Senate Majority Leader Harry Reid and Speaker of the House John Boehner talk to the media about a budget stalemate in April.

Editor’s Note: Jeffrey Toobin is a senior legal analyst for CNN and a staff writer at The New Yorker magazine, where he covers legal affairs.

Story highlights

Jeffrey Toobin says government is in a fierce, valid debate over its purpose and purview

He says it reflects principled disagreement between parties, not failure of intelligence, energy

He says groups like NoLabels say nonpartisan fixes exist out there, but don't propose them

Toobin: Elections matter; labels matter; in our system, conflict is a feature, not a flaw

CNN  — 

It doesn’t look broken to me.

Rather, government today looks like the focus of a fierce debate over what it stands for and what it can accomplish. Democrats, in rough terms, think the government can be a useful social engine to protect the environment, help the poor and build the economy. Republicans, in similar outline, think the government often does more harm than good, and a less-regulated private sector will help us all more than government programs.

These are profound ideological differences, not a failure of intelligence or energy on either side. But the unwillingness of Democrats and Republicans to agree is often taken as a kind of mindless intransigence rather than principled disagreement.

Take NoLabels.org, a high-profile national organization that is trying to organize around what it calls a nonpartisan agenda. In its statement of purpose, NoLabels says, “Our political discourse increasingly offers up cynical, petty partisanship at the expense of practical solutions to the challenges facing our national well-being.”

NoLabels trades on a persistent mythology that “practical solutions” exist somewhere out there, but politicians simply refuse to find or accept them. Not so – as NoLabels itself proves. If these solutions are so apparent, why doesn’t the NoLabels website provide any?

The group proposes to organize members, hold meetings, create chapters and raise money, and it calls on politicians to make “tough choices,” but … to do what? That’s not clear. The NoLabels “declaration” asserts, “We may disagree on issues, but we do so with civility and mutual respect.” That’s dandy, but it’s also vapid.

There are substantive differences between the political parties that involve matters of principle. Abortion either will or will not be legal. Ditto for same-sex marriage. And the differences go well beyond social issues. Taxes on the wealthiest citizens (and everyone else) will go up or down or remain the same. Our troops will or will not return from Afghanistan and Iraq. These issues don’t have “right answers” that are somehow invisible to us now.
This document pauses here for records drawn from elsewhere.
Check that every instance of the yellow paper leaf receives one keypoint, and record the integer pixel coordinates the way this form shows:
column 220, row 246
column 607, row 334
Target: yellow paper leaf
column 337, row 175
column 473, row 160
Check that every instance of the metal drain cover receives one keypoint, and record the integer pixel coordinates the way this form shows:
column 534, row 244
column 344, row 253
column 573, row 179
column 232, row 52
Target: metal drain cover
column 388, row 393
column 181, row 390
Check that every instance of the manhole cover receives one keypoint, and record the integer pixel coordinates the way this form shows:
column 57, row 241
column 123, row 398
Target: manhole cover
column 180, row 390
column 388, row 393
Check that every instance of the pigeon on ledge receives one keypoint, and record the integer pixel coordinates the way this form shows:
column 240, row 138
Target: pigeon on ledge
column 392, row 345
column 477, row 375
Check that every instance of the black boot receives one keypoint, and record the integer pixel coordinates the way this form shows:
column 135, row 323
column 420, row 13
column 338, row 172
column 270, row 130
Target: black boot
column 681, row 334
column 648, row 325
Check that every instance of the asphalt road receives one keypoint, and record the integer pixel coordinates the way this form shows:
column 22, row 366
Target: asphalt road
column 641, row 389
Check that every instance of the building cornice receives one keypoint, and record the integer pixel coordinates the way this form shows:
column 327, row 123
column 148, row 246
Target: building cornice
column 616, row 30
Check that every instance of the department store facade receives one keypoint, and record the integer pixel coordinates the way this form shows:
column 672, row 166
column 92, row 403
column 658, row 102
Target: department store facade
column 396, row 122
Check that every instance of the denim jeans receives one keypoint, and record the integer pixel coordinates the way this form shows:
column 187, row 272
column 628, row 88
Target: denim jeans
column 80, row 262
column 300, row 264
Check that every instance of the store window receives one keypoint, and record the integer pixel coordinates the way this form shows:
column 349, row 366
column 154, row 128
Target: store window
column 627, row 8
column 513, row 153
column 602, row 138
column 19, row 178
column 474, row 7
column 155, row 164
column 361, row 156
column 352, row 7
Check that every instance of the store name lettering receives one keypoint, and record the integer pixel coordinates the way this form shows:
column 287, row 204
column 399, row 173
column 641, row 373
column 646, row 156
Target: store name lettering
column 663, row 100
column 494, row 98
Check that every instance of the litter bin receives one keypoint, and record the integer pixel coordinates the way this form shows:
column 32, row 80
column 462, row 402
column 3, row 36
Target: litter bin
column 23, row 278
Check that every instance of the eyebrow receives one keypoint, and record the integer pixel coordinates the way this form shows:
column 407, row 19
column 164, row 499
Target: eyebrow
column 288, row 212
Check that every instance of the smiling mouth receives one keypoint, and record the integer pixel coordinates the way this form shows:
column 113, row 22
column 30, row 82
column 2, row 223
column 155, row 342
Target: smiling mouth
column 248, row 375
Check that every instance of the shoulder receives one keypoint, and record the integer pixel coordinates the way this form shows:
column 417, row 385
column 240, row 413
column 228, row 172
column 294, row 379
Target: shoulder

People with different world views see them differently – and always will.

Of course, politicians should always explore the possibilities for reasonable compromise. Many issues – like taxes and budgets, for example – are amenable to agreements that give something to each side. And it’s not just substance that separates the parties; their tactics are different, too. In the crisis over the raising of the debt ceiling this summer, any realistic assessment of the positions of both parties would conclude that the Democrats compromised their views a lot more than the Republicans.

That’s just a fact, and journalists have the obligation to point out which side is more amenable to compromise. It’s easy for us to fall into the same trap as NoLabels and apportion responsibility mindlessly and equally to both sides. But there are differences between the parties – important differences in both substance and strategy.

Democrats won major victories in the elections of 2006 and 2008, and produced the results you would expect from their party: health care reform, a stimulus program, an automobile industry bailout and an end to the military’s “don’t ask, don’t tell” policy. After the Republican landslide of 2010, tax cuts, deregulation and defunding of Planned Parenthood and National Public Radio moved to the top of the agenda.

Frankly, this is as it should be. Elections matter. Labels matter. Conflict is not a flaw in our system; it’s a feature of it.

The opinions expressed in this commentary are solely those of Jeffrey Toobin.